Penulis mengelompokan asas-asas tersebut berdasarkan instrument dalam penegakkan hukum, untuk memudahkan pemahaman, yaitu:
Lembaga Peradilan
Hakim
Pengadilan
Subjek Hukum
Putusan
Asas-asas tersebut adalah sebagai berikut:
Lembaga Peradilan
Peradilan dilakukan, “demi keadilan berdasarkan Ketuhanan Yang Maha Esa”.
Peradilan negara menerapkan dan menegakkan hukum dan keadilan berdasarkan Pancasila.
Semua peradilan di seluruh wilayah negara Republik Indonesia adalah peradilan negara yang diatur dengan undang-undang.
Peradilan dilakukan dengan sederhana, cepat, dan biaya ringan.
Hakim
Dalam menjalan tugasnya dan fungsinya, hakim dan hakim konstitusi wajib menjaga kemandirian peradilan.
Segala campur tangan dalam urusan peradilan oleh pihak lain di luar kekuasaan kehakiman dilarang, kecuali hal-hal sebagaimana dimaksud dalam Undang-Undang Dasar Negara Republik Indonesia Tahun 1945. Setiap orang yang dengan sengaja melanggar ketentuan tersebut dipidana sesuai dengan ketentuan peraturan perundang-undangan.
Hakim dan hakim konstitusi wajib menggali, mengikuti, dan memahami nilai-nilai hukum dan rasa keadilan yang hidup dalam masyarakat.
Hakim dan hakim konstitusi harus memilki integritas dan kepribadian yang tidak tercela, jujur, adil, profesional, dan berpengalaman di bidang hukum.
Hakim dan hakim konstitusi wajib menaati kode etik dan pedoman prilaku hakim.
Dalam mempertimbangkan berat ringannya pidana, hakim wajib memperhatikan pula sifat yang baik dan jahat dari terdakwa.
Hakim dalam memeriksa, mengadili, dan memutus perkara dibantu oleh seorang panitera atau seorang yang ditugaskan melakukan pekerjaan panitera.
Dalam perkara pidana wajib hadir seorang penuntut umum, kecuali undang-undang menentukan lain.
Seorang hakim wajib mengundurkan diri dari persidangan apabila terikat hubungan keluarga sedarah atau semenda sampai derajat ke tiga, atau hubungan suami atau isteri meskipun telah bercerai, dengan ketua, salah seorang hakim anggota, jaksa, advokat, atau panitera.
Ketua majelis, hakim anggota, jaksa, atau panitera wajib mengundurkan diri dari persidangan apabila ia mempunyai kepentingan langsung atau tidak langsung dengan perkara yang sedang diperiksa, baik atas kehendaknya sendiri maupun atas permintaan pihak yang berpekara.
Pengadilan
Pengadilan mengadili menurut hukum dengan tidak membeda-bedakan orang.
Pengadilan membantu pencari keadilan dan berusaha mengatasi hambatan dan rintangan untuk dapat tercapinya peradilan yang sederhana, cepat, dan biaya ringan.
Pengadilan dilarang menolak untuk memeriksa, mengadili, dan memutus suatu perkara yang diajukan dengan dalih bahwa hukum tidak ada atau kurang jelas, melainkan wajib memeriksa dan mengadilinya.

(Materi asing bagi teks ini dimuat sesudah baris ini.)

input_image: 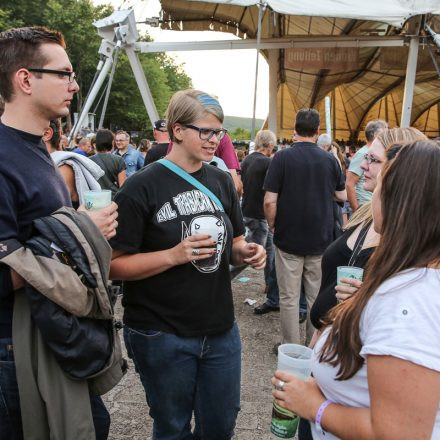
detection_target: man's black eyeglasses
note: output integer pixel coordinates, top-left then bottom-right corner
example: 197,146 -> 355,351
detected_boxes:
183,124 -> 228,141
364,153 -> 383,165
28,67 -> 76,83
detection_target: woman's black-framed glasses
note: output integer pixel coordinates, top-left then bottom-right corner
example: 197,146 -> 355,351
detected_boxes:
183,124 -> 228,141
364,153 -> 383,165
28,67 -> 77,83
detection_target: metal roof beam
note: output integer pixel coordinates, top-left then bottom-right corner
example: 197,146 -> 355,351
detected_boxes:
135,35 -> 405,53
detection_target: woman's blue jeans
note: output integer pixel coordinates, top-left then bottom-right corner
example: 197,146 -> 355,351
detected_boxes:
124,324 -> 241,440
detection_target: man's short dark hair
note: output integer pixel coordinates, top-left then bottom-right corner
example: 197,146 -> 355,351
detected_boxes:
116,130 -> 130,141
49,119 -> 61,150
365,119 -> 388,142
96,129 -> 114,152
0,26 -> 65,102
295,108 -> 321,137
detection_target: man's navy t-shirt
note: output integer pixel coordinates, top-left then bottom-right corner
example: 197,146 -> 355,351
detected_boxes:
241,151 -> 270,220
264,142 -> 345,255
0,123 -> 71,338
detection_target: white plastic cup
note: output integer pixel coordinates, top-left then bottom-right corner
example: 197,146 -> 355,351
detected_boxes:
337,266 -> 364,286
270,344 -> 313,438
278,344 -> 313,380
193,224 -> 219,268
84,189 -> 112,211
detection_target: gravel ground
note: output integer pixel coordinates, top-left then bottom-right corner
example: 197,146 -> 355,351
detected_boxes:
104,269 -> 304,440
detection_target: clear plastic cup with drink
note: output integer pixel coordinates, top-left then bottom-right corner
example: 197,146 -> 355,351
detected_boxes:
336,266 -> 364,286
270,344 -> 312,439
84,189 -> 112,211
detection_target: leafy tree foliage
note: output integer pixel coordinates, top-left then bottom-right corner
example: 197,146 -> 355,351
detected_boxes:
0,0 -> 192,130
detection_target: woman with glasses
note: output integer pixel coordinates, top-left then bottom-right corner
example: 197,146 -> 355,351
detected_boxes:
272,140 -> 440,440
299,128 -> 427,440
111,90 -> 266,440
310,127 -> 427,332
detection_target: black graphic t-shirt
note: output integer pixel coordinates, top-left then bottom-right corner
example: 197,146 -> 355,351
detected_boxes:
111,163 -> 244,336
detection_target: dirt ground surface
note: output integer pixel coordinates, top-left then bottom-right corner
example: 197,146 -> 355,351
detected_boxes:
104,268 -> 304,440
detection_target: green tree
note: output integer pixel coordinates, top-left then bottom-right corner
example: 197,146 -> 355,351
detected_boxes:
0,0 -> 191,130
229,127 -> 251,141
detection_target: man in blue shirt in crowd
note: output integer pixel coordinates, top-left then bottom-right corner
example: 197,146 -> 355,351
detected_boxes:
0,27 -> 117,440
114,130 -> 144,177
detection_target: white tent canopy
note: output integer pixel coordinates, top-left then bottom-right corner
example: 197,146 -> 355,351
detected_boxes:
181,0 -> 440,27
161,0 -> 440,139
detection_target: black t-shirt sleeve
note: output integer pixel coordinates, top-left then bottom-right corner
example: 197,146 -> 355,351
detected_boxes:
110,190 -> 149,254
115,156 -> 126,174
332,157 -> 345,191
263,153 -> 283,194
227,179 -> 245,238
0,174 -> 18,298
0,174 -> 18,240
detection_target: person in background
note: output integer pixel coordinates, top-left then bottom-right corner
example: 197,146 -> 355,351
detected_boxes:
264,109 -> 346,344
144,119 -> 170,166
87,133 -> 96,157
0,96 -> 5,118
346,120 -> 388,212
138,139 -> 151,159
90,129 -> 126,198
0,27 -> 117,440
235,149 -> 246,167
272,141 -> 440,440
72,138 -> 91,157
111,90 -> 266,440
241,130 -> 280,315
215,133 -> 243,195
113,130 -> 144,177
299,127 -> 427,440
60,134 -> 69,151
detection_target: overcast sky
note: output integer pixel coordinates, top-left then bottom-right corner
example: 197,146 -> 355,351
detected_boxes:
94,0 -> 269,119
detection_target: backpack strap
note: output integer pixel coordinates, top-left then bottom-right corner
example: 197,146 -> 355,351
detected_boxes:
158,159 -> 225,212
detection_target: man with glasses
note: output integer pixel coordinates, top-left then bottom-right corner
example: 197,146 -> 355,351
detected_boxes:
144,119 -> 170,166
264,108 -> 347,344
0,27 -> 117,440
345,119 -> 388,212
113,130 -> 144,177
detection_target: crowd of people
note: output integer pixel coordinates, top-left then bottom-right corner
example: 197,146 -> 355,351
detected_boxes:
0,27 -> 440,440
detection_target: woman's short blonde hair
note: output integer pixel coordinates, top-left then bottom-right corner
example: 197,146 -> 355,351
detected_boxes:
166,89 -> 225,143
376,127 -> 428,151
346,127 -> 428,229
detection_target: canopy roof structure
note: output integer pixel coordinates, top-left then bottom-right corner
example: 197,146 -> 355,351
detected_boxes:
161,0 -> 440,139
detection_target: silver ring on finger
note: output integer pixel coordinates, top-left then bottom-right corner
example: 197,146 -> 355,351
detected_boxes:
275,380 -> 286,391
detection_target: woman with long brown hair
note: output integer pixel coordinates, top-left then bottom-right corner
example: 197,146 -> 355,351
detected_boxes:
272,141 -> 440,440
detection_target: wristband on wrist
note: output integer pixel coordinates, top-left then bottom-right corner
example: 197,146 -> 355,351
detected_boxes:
315,399 -> 334,435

Ketentuan ini tidak menutup usaha penyelesaian perkaran perdata secara perdamaian.
Pengadilan memeriksa, mengadili, dan memutus perkara dengan susunan majelis sekurang-kurangnya tiga orang hakim, kecuali undang-undang menentukan lain. Susunan hakim tersebut terdiri dari satu orang hakim ketua dan dua orang hakim anggota.
Pengadilan memeriksa, mengadili, dan memutus perkara pidana dengan kehadiran terdakwa, kecuali undang-undang menentukan lain.
Semua sidang pemeriksaan pengadilan adalah terbuka untuk umum, kecuali undang-undang menentukan lain.
Pengadilan wajib memberi bantuan yang diminta untuk kepentingan peradilan.
Tindak pidana yang dilakukan bersama-sama oleh mereka yang termasuk lingkungan peradilan umum dan lingkungan peradilan militer, diperiksa dan diadili oleh pengadilan dalam lingkungan peradilan umum, kecuali dalam keadaan tertentu menurut keputusan Ketua Mahkamah Agung perkara itu harus diperiksa dan diadili oleh pengadilan dalam lingkungn peradilan militer.
Subjek Hukum
Tidak seorang pun dapat di hadapkan di depan pengadilan kecuali undang-undang menentukan lain.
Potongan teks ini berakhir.